For those enterprising folks who have already filed, congratulations. For those who will be spending some quality time poring over their receipts and income statements from last year, here are three things that you should keep in mind as you work to finish your return.
You have (slightly) longer to file this year.
April 15 has been engrained in our minds as Tax Day, but this year, you’ll have until April 18 to get your return in. Why has the filing deadline been delayed? Emancipation Day is being celebrated on the 15th, and since April 15 is a Friday, Tax Day gets pushed all the way back to Monday, April 18. This gives you an extra weekend at the end of tax season if you end up needing an extra day or two to finalize your return.
Some temporary tax breaks have been made permanent.
Some popular tax planning strategies that I’ve frequently implemented with my clients have been mostly living in limbo in recent years. These were temporary provisions that were set to expire but were eventually extended by Congress. After years of uncertainty, we now have some clarity as Congress has made many of these tax strategies (often referred to as “tax extenders” in legislative jargon) permanent.

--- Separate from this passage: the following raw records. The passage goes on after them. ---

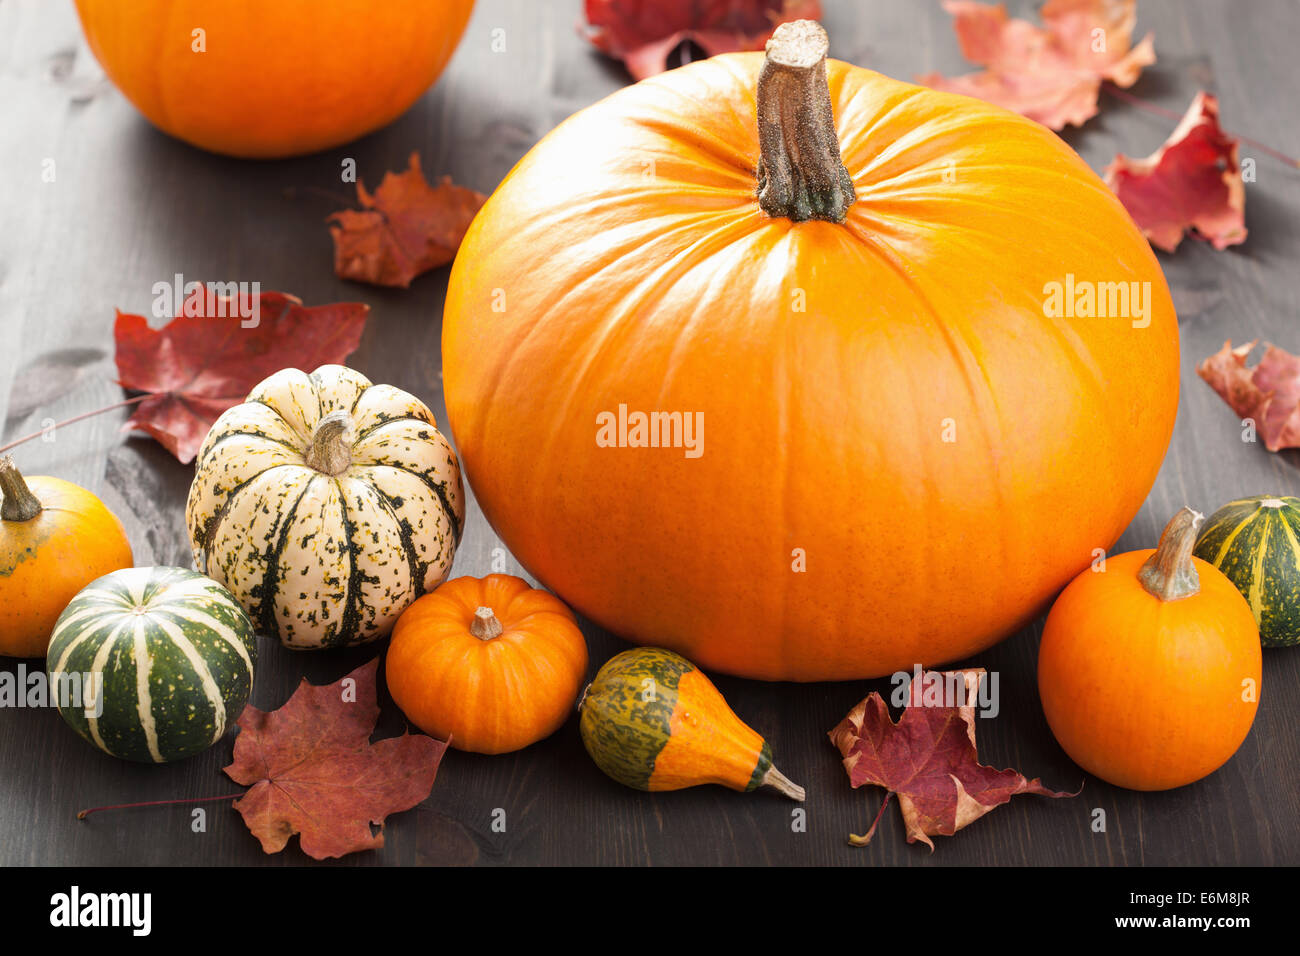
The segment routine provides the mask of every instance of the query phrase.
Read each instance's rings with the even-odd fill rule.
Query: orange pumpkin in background
[[[1123,532],[1178,404],[1159,264],[1068,146],[824,54],[800,21],[565,121],[475,218],[443,326],[524,566],[772,680],[1015,631]]]
[[[473,0],[77,0],[104,71],[150,122],[257,159],[392,122],[442,73]]]

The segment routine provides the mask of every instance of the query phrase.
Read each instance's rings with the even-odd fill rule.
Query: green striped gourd
[[[772,787],[804,798],[772,763],[772,748],[727,706],[694,664],[659,647],[611,657],[578,704],[578,729],[596,766],[637,790],[717,783]]]
[[[86,585],[54,626],[46,657],[59,713],[114,757],[144,763],[206,750],[253,687],[252,622],[211,578],[126,568]],[[92,691],[93,688],[93,691]]]
[[[195,566],[260,632],[384,637],[451,569],[460,463],[413,395],[341,365],[285,369],[212,426],[186,507]]]
[[[1300,644],[1300,499],[1228,502],[1205,522],[1195,554],[1245,595],[1265,647]]]

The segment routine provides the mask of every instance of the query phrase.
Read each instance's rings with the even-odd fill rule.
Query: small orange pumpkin
[[[0,654],[44,657],[77,592],[134,564],[117,516],[62,478],[24,479],[0,458]]]
[[[563,602],[521,578],[455,578],[397,619],[385,672],[394,702],[425,733],[509,753],[573,712],[587,642]]]
[[[1130,790],[1200,780],[1241,746],[1259,706],[1261,653],[1241,592],[1192,556],[1183,508],[1155,551],[1130,551],[1062,592],[1043,628],[1047,723],[1084,770]]]
[[[474,0],[77,0],[95,57],[149,121],[259,159],[384,126],[451,59]]]

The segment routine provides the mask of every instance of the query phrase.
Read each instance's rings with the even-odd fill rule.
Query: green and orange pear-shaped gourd
[[[616,654],[578,709],[587,753],[624,786],[660,791],[716,783],[804,798],[803,787],[776,769],[768,742],[680,654],[658,647]]]

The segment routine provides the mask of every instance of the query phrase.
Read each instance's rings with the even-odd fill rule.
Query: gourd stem
[[[1162,601],[1177,601],[1200,592],[1201,579],[1192,563],[1192,548],[1204,520],[1205,515],[1186,506],[1169,519],[1155,554],[1138,570],[1138,580],[1148,594]]]
[[[772,767],[767,773],[763,774],[763,786],[771,787],[773,790],[784,794],[791,800],[798,800],[800,803],[803,802],[803,787],[799,786],[797,783],[792,783],[790,778],[780,770],[777,770],[776,767]]]
[[[469,622],[469,632],[480,641],[490,641],[501,636],[505,629],[490,607],[481,607],[474,612],[474,619]]]
[[[330,412],[312,429],[303,459],[323,475],[341,475],[352,467],[354,441],[352,416],[344,411]]]
[[[14,460],[6,455],[0,458],[0,519],[4,521],[31,521],[41,513],[41,502],[27,487]]]
[[[758,74],[758,205],[774,218],[843,222],[857,198],[835,135],[829,49],[815,20],[783,23],[767,41]]]

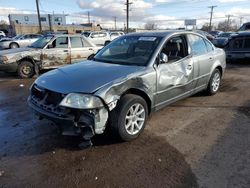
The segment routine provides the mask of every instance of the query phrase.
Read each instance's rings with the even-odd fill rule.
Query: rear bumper
[[[16,72],[17,66],[18,66],[17,63],[9,63],[9,64],[0,63],[0,71]]]

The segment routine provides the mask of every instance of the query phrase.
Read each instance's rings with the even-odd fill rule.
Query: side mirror
[[[168,56],[165,53],[160,54],[159,64],[167,63]]]

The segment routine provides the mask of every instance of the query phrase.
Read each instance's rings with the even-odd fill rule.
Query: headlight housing
[[[94,109],[103,107],[103,102],[94,95],[70,93],[64,97],[60,106],[76,109]]]

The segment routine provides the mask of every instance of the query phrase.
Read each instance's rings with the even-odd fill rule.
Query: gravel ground
[[[228,65],[220,92],[152,114],[143,134],[79,150],[26,100],[33,79],[0,73],[0,187],[250,187],[250,64]]]

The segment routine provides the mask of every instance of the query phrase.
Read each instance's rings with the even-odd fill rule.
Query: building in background
[[[65,14],[41,14],[41,24],[44,26],[49,25],[66,25]],[[37,14],[10,14],[10,24],[21,25],[38,25]]]
[[[71,25],[66,23],[65,14],[41,14],[41,25],[43,33],[82,33],[84,31],[99,31],[100,26]],[[10,14],[9,22],[11,35],[35,34],[39,32],[38,17],[36,14]]]

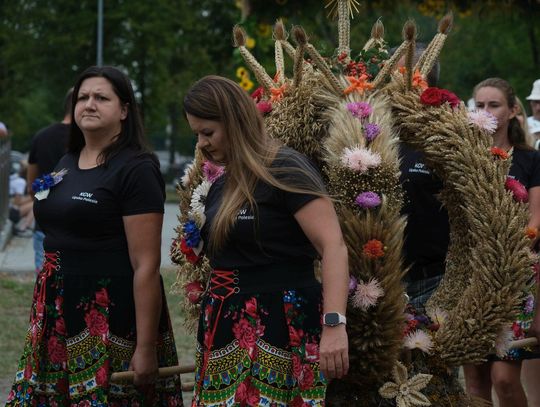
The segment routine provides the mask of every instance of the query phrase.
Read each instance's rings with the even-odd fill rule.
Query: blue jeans
[[[34,241],[34,264],[36,266],[36,271],[41,270],[43,266],[44,254],[43,254],[43,239],[45,239],[45,233],[40,230],[34,231],[33,241]]]
[[[407,294],[409,303],[414,306],[419,314],[425,314],[427,300],[435,292],[442,280],[442,274],[438,276],[423,278],[416,281],[407,282]]]

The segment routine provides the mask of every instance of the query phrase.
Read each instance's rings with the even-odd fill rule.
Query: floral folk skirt
[[[521,304],[518,316],[512,323],[512,340],[525,339],[527,337],[527,331],[531,327],[534,310],[536,306],[536,290],[538,282],[535,279],[530,281],[529,286],[525,292],[525,299]],[[538,346],[526,346],[524,348],[509,349],[506,355],[502,358],[496,355],[489,355],[489,361],[512,361],[512,360],[526,360],[526,359],[538,359],[540,358],[540,347]]]
[[[313,270],[212,273],[193,406],[324,406],[321,286]]]
[[[178,364],[162,288],[160,366]],[[181,406],[179,376],[143,388],[112,383],[136,344],[133,271],[125,253],[46,252],[7,406]]]

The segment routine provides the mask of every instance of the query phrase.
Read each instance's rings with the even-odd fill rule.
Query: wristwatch
[[[323,315],[323,325],[337,326],[339,324],[347,325],[347,318],[339,312],[327,312]]]

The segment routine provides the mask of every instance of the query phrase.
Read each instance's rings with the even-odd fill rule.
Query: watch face
[[[324,315],[325,325],[337,325],[339,324],[339,315],[335,312],[329,312]]]

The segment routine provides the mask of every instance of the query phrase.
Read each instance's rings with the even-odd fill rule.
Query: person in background
[[[25,171],[23,163],[11,166],[9,176],[9,218],[14,223],[15,236],[32,236],[34,224],[33,197],[26,194],[26,180],[21,174]]]
[[[540,79],[534,81],[531,94],[526,99],[531,103],[532,111],[532,115],[527,118],[529,131],[536,139],[540,139]]]
[[[6,405],[181,406],[180,377],[158,377],[178,363],[159,273],[165,187],[129,78],[86,69],[71,112],[61,176],[36,188],[45,261]],[[133,383],[110,382],[127,370]]]
[[[540,139],[537,139],[529,131],[529,126],[527,124],[527,111],[525,110],[525,106],[523,105],[523,102],[517,96],[516,96],[516,106],[517,106],[516,118],[518,119],[519,125],[521,126],[521,128],[523,129],[523,132],[525,133],[525,140],[527,140],[528,145],[530,145],[535,150],[538,150],[538,147],[540,146]]]
[[[497,119],[497,129],[492,135],[493,146],[507,151],[512,156],[509,177],[519,181],[529,193],[528,227],[540,227],[540,152],[527,144],[525,133],[516,117],[517,101],[513,88],[500,78],[489,78],[474,88],[473,97],[477,109],[484,109]],[[512,326],[513,340],[526,335],[540,339],[540,313],[534,301],[534,275],[528,297]],[[527,407],[527,398],[521,386],[522,361],[540,357],[535,348],[511,349],[504,358],[495,355],[488,362],[464,365],[465,383],[470,395],[491,401],[492,386],[499,399],[500,407]],[[538,380],[538,379],[537,379]]]
[[[71,104],[73,88],[64,97],[64,118],[36,133],[32,139],[28,155],[27,185],[28,192],[33,194],[32,183],[36,178],[49,174],[67,151],[69,126],[71,124]],[[36,271],[43,265],[43,239],[45,235],[36,222],[34,228],[34,263]]]
[[[184,110],[197,148],[225,169],[207,194],[201,229],[213,270],[193,405],[322,406],[328,381],[349,364],[347,247],[322,178],[267,135],[253,99],[229,79],[196,82]]]
[[[417,42],[414,63],[426,45]],[[395,51],[391,50],[391,52]],[[403,58],[399,65],[405,63]],[[426,77],[429,86],[437,86],[440,64],[437,61]],[[424,154],[406,143],[399,144],[400,182],[405,192],[402,214],[407,216],[403,259],[409,303],[424,314],[424,306],[439,286],[445,272],[450,242],[448,212],[437,195],[442,181],[425,163]]]

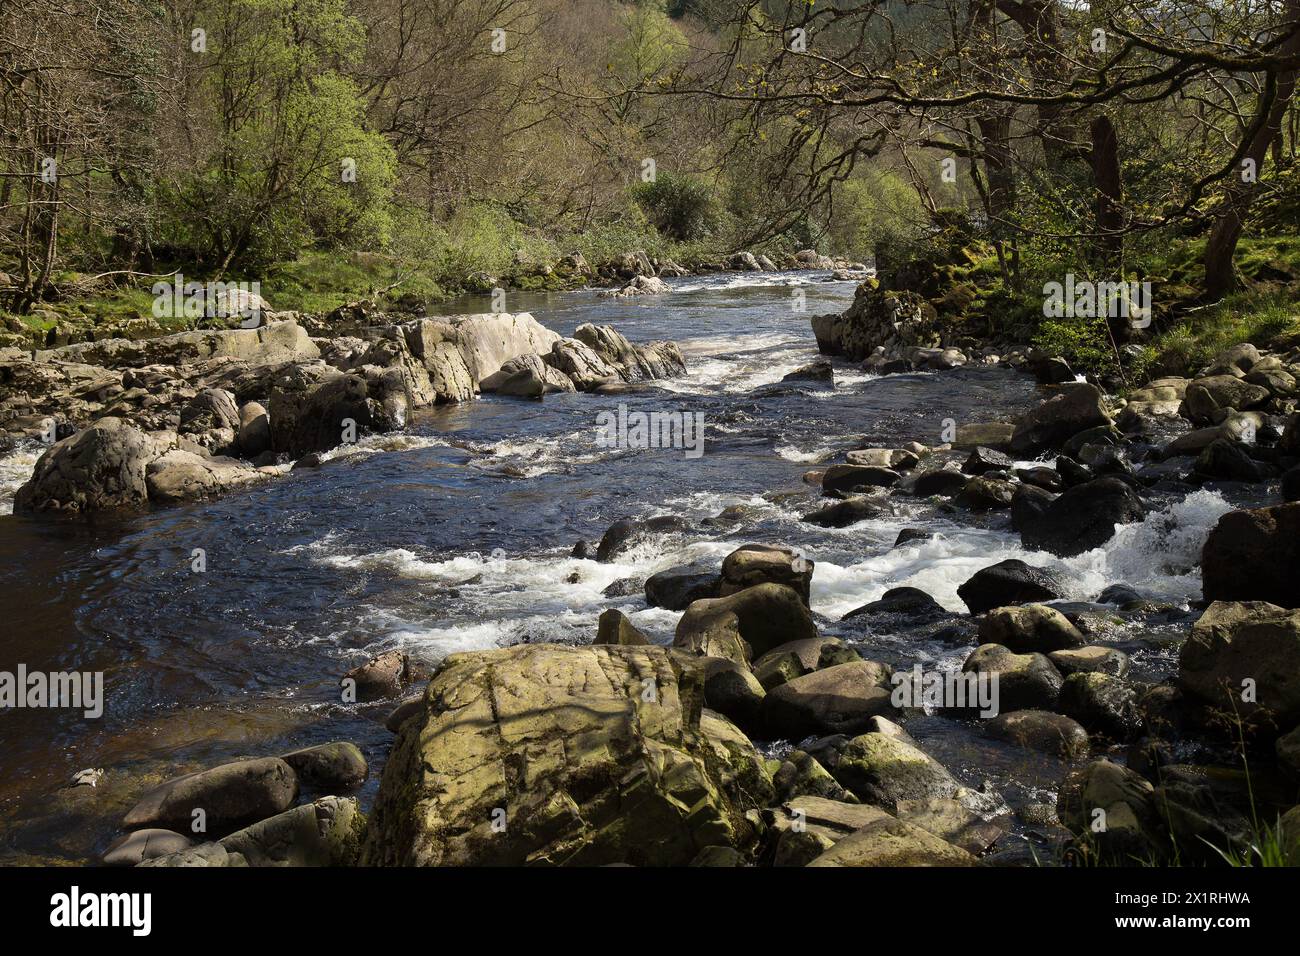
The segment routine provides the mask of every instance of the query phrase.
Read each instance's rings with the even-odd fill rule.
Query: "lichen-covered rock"
[[[812,327],[823,355],[843,355],[854,362],[877,348],[887,358],[898,359],[911,347],[943,344],[938,316],[924,298],[915,292],[887,292],[874,282],[858,286],[845,312],[814,316]]]
[[[990,737],[1029,750],[1068,758],[1088,755],[1088,731],[1062,714],[1017,710],[993,718],[987,728]]]
[[[734,647],[743,642],[757,657],[789,641],[816,636],[812,614],[793,589],[782,584],[760,584],[727,597],[693,603],[677,622],[673,646],[714,657],[732,657],[710,648]]]
[[[1061,391],[1016,421],[1011,450],[1037,454],[1055,448],[1089,428],[1109,425],[1110,415],[1101,390],[1079,383]]]
[[[702,709],[702,665],[665,648],[452,655],[398,735],[364,862],[682,865],[744,848],[752,807]]]
[[[220,842],[228,854],[242,856],[248,866],[354,866],[365,833],[365,814],[354,797],[322,797]]]
[[[293,768],[301,782],[317,791],[353,790],[370,775],[361,748],[345,740],[304,747],[280,759]]]
[[[840,752],[832,775],[864,803],[891,813],[902,800],[956,797],[965,792],[943,764],[902,732],[854,737]]]
[[[1046,654],[1085,643],[1083,634],[1064,614],[1042,604],[989,611],[980,621],[979,642],[1001,644],[1017,654]]]

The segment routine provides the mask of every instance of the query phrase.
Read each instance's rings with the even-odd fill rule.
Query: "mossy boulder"
[[[703,662],[662,647],[452,655],[398,734],[363,862],[669,866],[744,850],[761,774],[738,770],[739,731],[702,726],[703,699]]]

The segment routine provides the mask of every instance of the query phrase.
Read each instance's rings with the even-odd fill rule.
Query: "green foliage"
[[[665,171],[651,182],[638,183],[632,194],[655,228],[670,239],[703,239],[717,225],[713,189],[702,180]]]

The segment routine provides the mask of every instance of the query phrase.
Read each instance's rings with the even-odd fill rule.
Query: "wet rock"
[[[1006,451],[1011,447],[1011,436],[1015,431],[1016,426],[1009,422],[976,422],[958,425],[952,447],[962,450],[987,447],[996,451]]]
[[[860,827],[809,866],[973,866],[975,858],[927,830],[894,817]]]
[[[1230,511],[1201,550],[1207,601],[1300,607],[1300,504]]]
[[[812,734],[854,734],[872,717],[893,714],[885,682],[889,668],[854,661],[814,671],[768,691],[763,726],[770,737],[800,740]]]
[[[1045,710],[1017,710],[994,717],[988,735],[1018,747],[1073,760],[1088,755],[1088,732],[1078,721]]]
[[[673,645],[699,653],[714,642],[739,640],[761,656],[788,641],[815,637],[812,615],[792,588],[760,584],[727,597],[696,601],[678,621]]]
[[[979,642],[1001,644],[1017,654],[1046,654],[1086,643],[1064,614],[1042,604],[989,611],[980,621]]]
[[[912,483],[912,493],[922,498],[939,496],[951,498],[966,487],[967,478],[959,471],[949,468],[936,468],[922,472]]]
[[[1065,481],[1057,473],[1055,468],[1046,466],[1036,468],[1017,468],[1015,476],[1025,485],[1032,488],[1040,488],[1043,491],[1049,491],[1057,494],[1064,490]],[[1050,498],[1047,500],[1051,500]]]
[[[600,615],[594,644],[617,644],[621,647],[642,647],[650,643],[627,615],[618,608],[610,608]]]
[[[971,451],[961,470],[968,475],[982,475],[994,470],[1010,471],[1014,466],[1015,462],[1002,452],[980,445]]]
[[[406,723],[423,710],[423,694],[404,700],[394,707],[392,712],[384,719],[384,729],[391,734],[395,734],[402,729],[402,724]]]
[[[949,616],[942,604],[920,588],[890,588],[879,600],[854,608],[841,618],[843,621],[854,618],[871,618],[879,616],[904,618],[910,622],[921,623],[935,621]]]
[[[1006,833],[959,801],[941,797],[898,801],[898,819],[928,830],[975,856],[984,853]]]
[[[352,433],[360,437],[403,427],[408,408],[398,369],[291,366],[271,385],[271,447],[295,458],[329,451]]]
[[[1038,454],[1060,446],[1089,428],[1110,424],[1101,390],[1095,385],[1064,386],[1053,398],[1016,420],[1011,451]]]
[[[619,555],[626,554],[638,545],[665,535],[685,534],[690,526],[685,519],[675,515],[661,515],[644,521],[624,518],[615,521],[600,539],[596,547],[596,560],[612,561]]]
[[[248,866],[355,866],[365,833],[355,798],[321,797],[232,833],[221,845]]]
[[[870,498],[859,496],[837,501],[803,516],[802,521],[821,528],[847,528],[859,521],[880,517],[881,509]]]
[[[135,866],[145,860],[179,853],[193,845],[189,837],[173,830],[136,830],[110,843],[100,862],[105,866]]]
[[[356,700],[366,702],[396,697],[411,680],[410,659],[405,652],[385,651],[343,675],[345,692],[355,691]]]
[[[1142,599],[1142,595],[1127,584],[1111,584],[1097,596],[1097,603],[1123,607],[1126,604],[1133,604]]]
[[[324,793],[355,790],[366,782],[370,767],[354,743],[336,740],[284,754],[298,779]]]
[[[929,541],[934,537],[934,532],[926,531],[923,528],[904,528],[898,532],[898,537],[894,539],[894,547],[901,548],[905,544],[911,544],[914,541]]]
[[[205,458],[177,449],[149,462],[145,486],[154,504],[176,504],[216,497],[266,477],[234,458]]]
[[[1033,485],[1021,485],[1011,497],[1011,529],[1020,531],[1041,521],[1056,496]]]
[[[140,507],[148,500],[145,470],[156,454],[139,429],[101,418],[41,455],[14,497],[14,512],[85,514]]]
[[[870,465],[831,465],[822,475],[822,491],[849,494],[870,488],[888,488],[899,479],[899,474],[889,468]]]
[[[703,684],[702,666],[659,647],[451,655],[384,767],[362,863],[673,866],[743,851],[753,805],[724,786]]]
[[[1017,522],[1025,547],[1071,557],[1100,547],[1115,526],[1146,517],[1146,505],[1118,478],[1098,478],[1066,489],[1035,515]]]
[[[1300,780],[1300,727],[1278,737],[1274,750],[1283,772],[1292,780]]]
[[[202,810],[208,831],[262,820],[293,806],[298,778],[283,760],[262,757],[176,777],[146,793],[122,825],[188,831]]]
[[[1100,672],[1076,672],[1061,685],[1057,704],[1088,730],[1125,741],[1142,729],[1137,691],[1118,677]]]
[[[814,362],[811,365],[805,365],[803,368],[797,368],[782,376],[783,382],[825,382],[833,384],[835,382],[835,370],[831,367],[830,362]]]
[[[966,658],[964,674],[997,675],[1000,713],[1052,710],[1061,693],[1061,675],[1042,654],[1016,654],[1000,644],[982,644]]]
[[[1128,655],[1113,647],[1078,647],[1052,651],[1047,659],[1066,677],[1091,673],[1123,677],[1128,673],[1129,665]]]
[[[1012,558],[976,571],[957,594],[972,614],[982,614],[1012,604],[1052,601],[1061,596],[1061,590],[1060,581],[1051,572]]]
[[[916,467],[920,461],[914,452],[902,448],[859,448],[844,457],[850,465],[888,468],[892,471],[907,471]]]
[[[228,853],[220,843],[200,843],[186,850],[144,860],[140,866],[154,867],[239,867],[248,863],[237,853]]]
[[[1300,501],[1300,465],[1283,473],[1282,500]]]
[[[1300,610],[1214,602],[1183,644],[1178,678],[1211,706],[1291,729],[1300,723]]]
[[[669,611],[684,611],[693,601],[717,596],[718,572],[702,564],[657,571],[645,582],[646,603]]]
[[[954,503],[972,511],[1000,511],[1011,507],[1016,486],[995,478],[972,478],[962,486]]]
[[[256,458],[270,450],[271,416],[260,402],[248,402],[240,408],[236,443],[246,458]]]
[[[1247,453],[1242,442],[1216,438],[1196,459],[1193,469],[1206,478],[1257,483],[1267,477],[1267,470]]]
[[[645,582],[640,578],[619,578],[611,584],[606,585],[601,594],[607,598],[615,597],[632,597],[634,594],[641,594],[645,591]]]
[[[814,562],[789,548],[747,544],[727,555],[722,562],[718,596],[726,597],[757,584],[784,584],[808,604]]]

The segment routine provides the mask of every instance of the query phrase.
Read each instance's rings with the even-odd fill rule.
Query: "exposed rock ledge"
[[[680,375],[672,343],[608,326],[562,338],[520,313],[419,319],[311,338],[258,329],[0,350],[0,438],[55,442],[15,511],[84,513],[218,494],[412,411],[480,391],[540,398]]]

Perhaps the most popular strategy made permanent is the ability to contribute your required minimum distributions (RMDs) from an IRA directly to charity. This allows you to satisfy your annual RMD requirement without having to report the distribution as part of your gross income.
An additional tax break made permanent is the ability to itemize state income taxes or state sales taxes (you can only deduct one). Typically, the income tax deduction offers the bigger break, although for snowbirds that claim primary residence in a state like Florida with no state income taxes, you can at least deduct the state sales taxes you paid.
Your tax bill isn’t locked in just yet.
I often stress to my clients the benefits of year-round tax planning, since many great strategies for reducing your tax bill need to be utilized by December 31. That said, it doesn’t mean that you’re without any tools to lower what may be an unruly tax bill. Contributions to a health savings account (HSA) and a tax-deferred IRA can still be made for 2015 until you file your taxes. Contributions can be made to a Roth IRA for 2015 as well; if you don’t need the deduction and have cash available, this is a good way to bolster your retirement savings.
There’s little that can be done to make filing your taxes a joyous activity, but hopefully this information will help make the process of filing your taxes more bearable and maybe even save you a little bit of money. If you have further questions, this is always a great time of year to speak with your tax advisor to help you be sure you’re taking advantage of all the strategies available to you.